2
1
I've set up privoxy on my router with OpenWRT. The proxy seems to work well as I am able to surf with my traffic going through it.
I tried setting a minimal example of blocking with only one domain in a block rule:
{+block {Too bad my friend...No facebook for you}}
www.facebook.com
This rule can be found under the file tinyblock.action, which I include in my config in /etc/config/privoxy. The enable-blocks option is set to 1. However, when I try to access facebook, the proxy doesn't block anything...
Any idea on that matter?
As answered by @MariusMatutiae, there's a problem with https filtering. I did a bit of research and the privoxy documentation says explicitly:
4.15. How can Privoxy filter Secure (HTTPS) URLs?
Since secure HTTP connections are encrypted SSL sessions between your browser and the secure site, and are meant to be reliably secure, there is little that Privoxy can do but hand the raw gibberish data though from one end to the other unprocessed.
The only exception to this is blocking by host patterns, as the client needs to tell Privoxy the name of the remote server, so that Privoxy can establish the connection. If that name matches a host-only pattern, the connection will be blocked.

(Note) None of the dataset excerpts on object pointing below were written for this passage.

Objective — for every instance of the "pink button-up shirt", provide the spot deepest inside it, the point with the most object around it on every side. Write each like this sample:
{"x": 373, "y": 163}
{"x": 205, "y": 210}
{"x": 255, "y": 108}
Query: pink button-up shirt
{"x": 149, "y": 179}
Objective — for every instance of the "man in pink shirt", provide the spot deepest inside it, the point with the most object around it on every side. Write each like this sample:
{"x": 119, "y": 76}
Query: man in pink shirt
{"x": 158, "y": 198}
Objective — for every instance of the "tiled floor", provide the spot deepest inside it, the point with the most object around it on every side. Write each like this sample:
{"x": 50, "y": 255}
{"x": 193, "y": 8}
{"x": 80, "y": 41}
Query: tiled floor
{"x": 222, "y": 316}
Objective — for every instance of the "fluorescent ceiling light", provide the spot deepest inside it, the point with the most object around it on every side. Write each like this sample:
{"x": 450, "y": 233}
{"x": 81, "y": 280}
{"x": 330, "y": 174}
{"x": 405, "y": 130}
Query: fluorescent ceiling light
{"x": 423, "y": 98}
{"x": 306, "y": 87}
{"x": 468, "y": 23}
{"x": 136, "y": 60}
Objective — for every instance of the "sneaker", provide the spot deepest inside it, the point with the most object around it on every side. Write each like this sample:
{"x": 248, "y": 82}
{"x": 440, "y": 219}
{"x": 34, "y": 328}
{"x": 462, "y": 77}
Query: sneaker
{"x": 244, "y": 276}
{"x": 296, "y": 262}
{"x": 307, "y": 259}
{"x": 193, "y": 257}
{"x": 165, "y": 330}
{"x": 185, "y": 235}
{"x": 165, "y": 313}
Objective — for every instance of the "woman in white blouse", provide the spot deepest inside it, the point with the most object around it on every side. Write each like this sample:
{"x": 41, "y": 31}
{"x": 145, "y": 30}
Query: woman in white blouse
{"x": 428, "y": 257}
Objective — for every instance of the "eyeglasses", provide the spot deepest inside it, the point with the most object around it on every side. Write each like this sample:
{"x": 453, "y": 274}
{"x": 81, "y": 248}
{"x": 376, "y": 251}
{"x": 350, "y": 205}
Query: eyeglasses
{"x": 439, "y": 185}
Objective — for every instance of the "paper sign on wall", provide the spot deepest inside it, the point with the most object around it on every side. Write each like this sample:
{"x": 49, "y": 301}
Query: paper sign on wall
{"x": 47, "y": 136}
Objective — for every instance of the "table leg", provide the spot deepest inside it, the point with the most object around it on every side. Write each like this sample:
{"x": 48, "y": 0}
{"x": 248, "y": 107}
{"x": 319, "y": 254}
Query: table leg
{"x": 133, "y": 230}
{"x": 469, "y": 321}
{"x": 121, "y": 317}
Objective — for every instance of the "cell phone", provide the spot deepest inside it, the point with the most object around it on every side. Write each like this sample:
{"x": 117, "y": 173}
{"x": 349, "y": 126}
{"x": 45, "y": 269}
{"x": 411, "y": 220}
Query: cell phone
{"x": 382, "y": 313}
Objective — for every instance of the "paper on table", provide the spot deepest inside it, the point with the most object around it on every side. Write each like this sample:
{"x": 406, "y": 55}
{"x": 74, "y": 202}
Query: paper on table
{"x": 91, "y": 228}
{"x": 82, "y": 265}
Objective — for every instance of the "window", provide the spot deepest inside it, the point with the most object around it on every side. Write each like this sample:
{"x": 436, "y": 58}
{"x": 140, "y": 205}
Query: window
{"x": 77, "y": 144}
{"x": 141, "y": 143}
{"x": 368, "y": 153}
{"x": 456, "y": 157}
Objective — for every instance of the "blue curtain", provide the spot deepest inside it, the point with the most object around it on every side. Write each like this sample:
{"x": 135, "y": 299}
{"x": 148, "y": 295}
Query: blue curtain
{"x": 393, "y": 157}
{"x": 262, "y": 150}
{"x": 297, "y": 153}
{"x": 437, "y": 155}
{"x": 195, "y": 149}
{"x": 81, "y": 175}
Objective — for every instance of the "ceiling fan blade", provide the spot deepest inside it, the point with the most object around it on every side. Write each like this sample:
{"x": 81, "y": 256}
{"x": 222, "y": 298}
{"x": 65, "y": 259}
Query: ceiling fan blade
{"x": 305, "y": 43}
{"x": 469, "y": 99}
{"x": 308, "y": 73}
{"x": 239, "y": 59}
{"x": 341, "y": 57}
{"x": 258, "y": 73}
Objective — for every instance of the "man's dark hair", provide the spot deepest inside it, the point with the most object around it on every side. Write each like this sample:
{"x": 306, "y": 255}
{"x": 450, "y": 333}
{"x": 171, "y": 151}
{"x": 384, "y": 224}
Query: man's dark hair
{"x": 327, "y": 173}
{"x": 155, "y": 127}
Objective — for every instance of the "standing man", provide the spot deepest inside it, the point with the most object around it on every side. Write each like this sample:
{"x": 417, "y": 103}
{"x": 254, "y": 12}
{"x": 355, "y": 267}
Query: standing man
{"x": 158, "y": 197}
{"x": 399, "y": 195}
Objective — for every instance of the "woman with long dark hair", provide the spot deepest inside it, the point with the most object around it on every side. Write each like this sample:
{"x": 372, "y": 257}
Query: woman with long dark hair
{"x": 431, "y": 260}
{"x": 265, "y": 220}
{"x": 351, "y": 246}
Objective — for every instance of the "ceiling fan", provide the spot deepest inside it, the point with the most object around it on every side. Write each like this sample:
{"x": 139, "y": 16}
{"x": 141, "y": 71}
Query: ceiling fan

As far as ad blocking is concerned, this is less of a restriction than it may seem, since ad sources are often identifiable by the host name, and often the banners to be placed in an encrypted page come unencrypted nonetheless for efficiency reasons, which exposes them to the full power of Privoxy's ad blocking.
"Content cookies" (those that are embedded in the actual HTML or JS page content, see filter{content-cookies}), in an SSL transaction will be impossible to block under these conditions. Fortunately, this does not seem to be a very common scenario since most cookies come by traditional means.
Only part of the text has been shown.